- Born: 1972 or 1973 (age 52–53) Portugal
- Occupation: Formula One Race Director
- Years active: 2024–present
- Predecessor: Niels Wittich

= Rui Marques (Formula One) =

Portuguese motorsport official

Rui Marques (born 1972 or 1973) is a Portuguese motorsport official who currently serves as the Formula One race director. He was promoted to the position in November 2024.

== Career ==

=== Early career ===
Marques began his career at the Fédération Internationale de l'Automobile in 2012. He previously worked in karting in his home country of Portugal, and also as the race director for the World Touring Car Championship. He has also served as a track marshal, scrutineer, and steward.
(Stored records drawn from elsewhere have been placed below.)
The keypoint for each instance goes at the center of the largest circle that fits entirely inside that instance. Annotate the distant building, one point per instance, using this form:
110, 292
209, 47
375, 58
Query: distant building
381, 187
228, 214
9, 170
From 2022 to 2024, Marques served as the race director for Formula 2 and Formula 3. He also directed the 2024 Macau Grand Prix, which featured a large number of red flags and safety cars across the weekend.

=== Formula One ===
Marques was promoted to the position of Formula One race director prior to the 2024 Las Vegas Grand Prix, after his predecessor Niels Wittich departed from the role. During the Las Vegas weekend, Marques was complimented by GPDA Director and Mercedes driver George Russell and Ferrari driver Carlos Sainz Jr. for his swift response to criticism regarding track markings.
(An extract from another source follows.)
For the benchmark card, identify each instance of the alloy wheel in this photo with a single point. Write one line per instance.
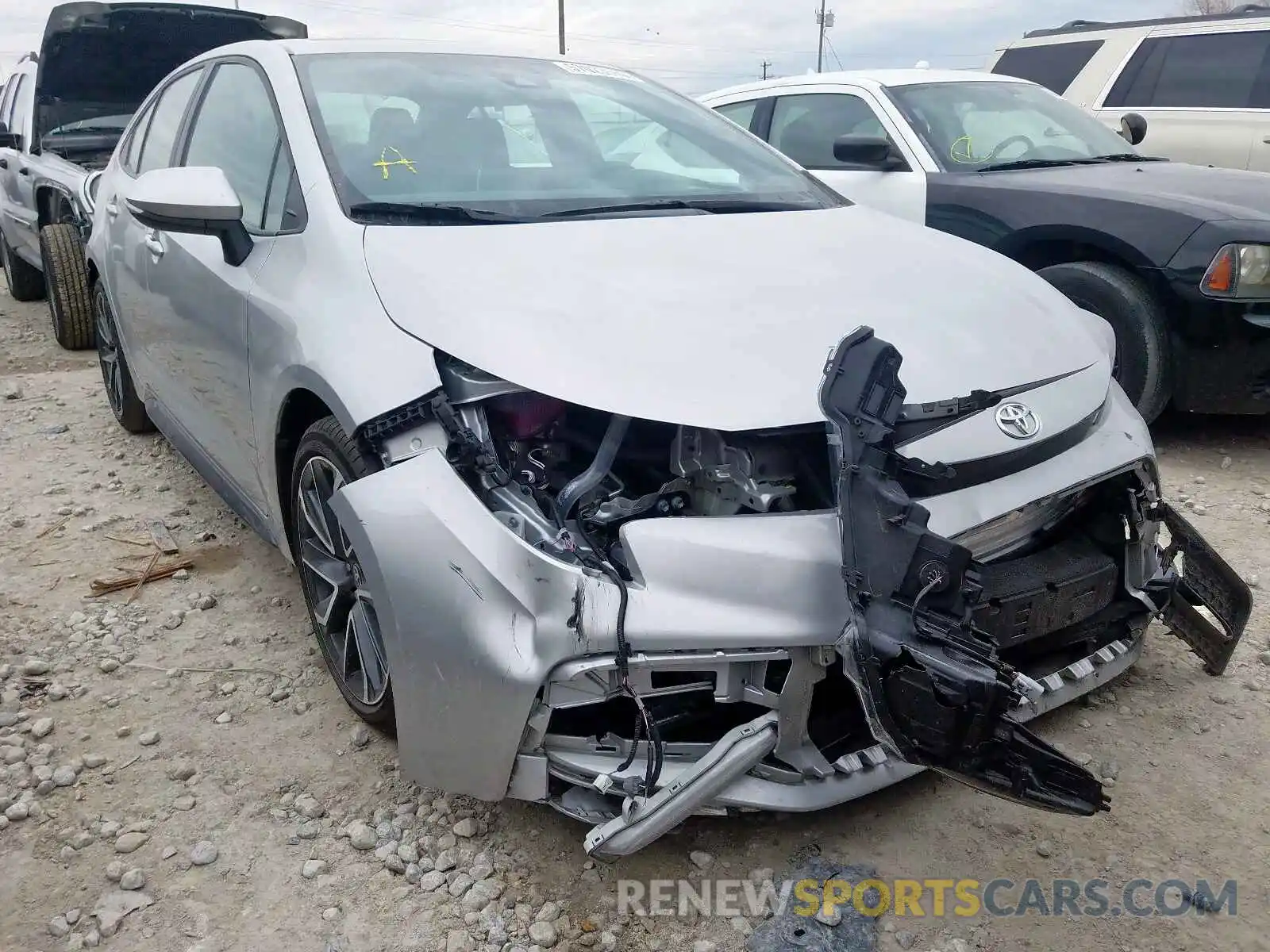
(108, 355)
(342, 607)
Marques was set to be replaced by Janette Tan as the Formula 2 race director, but she was unexpectedly removed from her position shortly before the 2024 Qatar Grand Prix. As a result, Marques was forced to serve as both the Formula One and Formula 2 race director for the Qatar and Abu Dhabi rounds. He continued in his role for the 2025 Formula One season alongside Claire Dubbelman, who served as his permanent deputy. Remaining in the position for 2026, Paul Burns replaced Dubbelman as his deputy.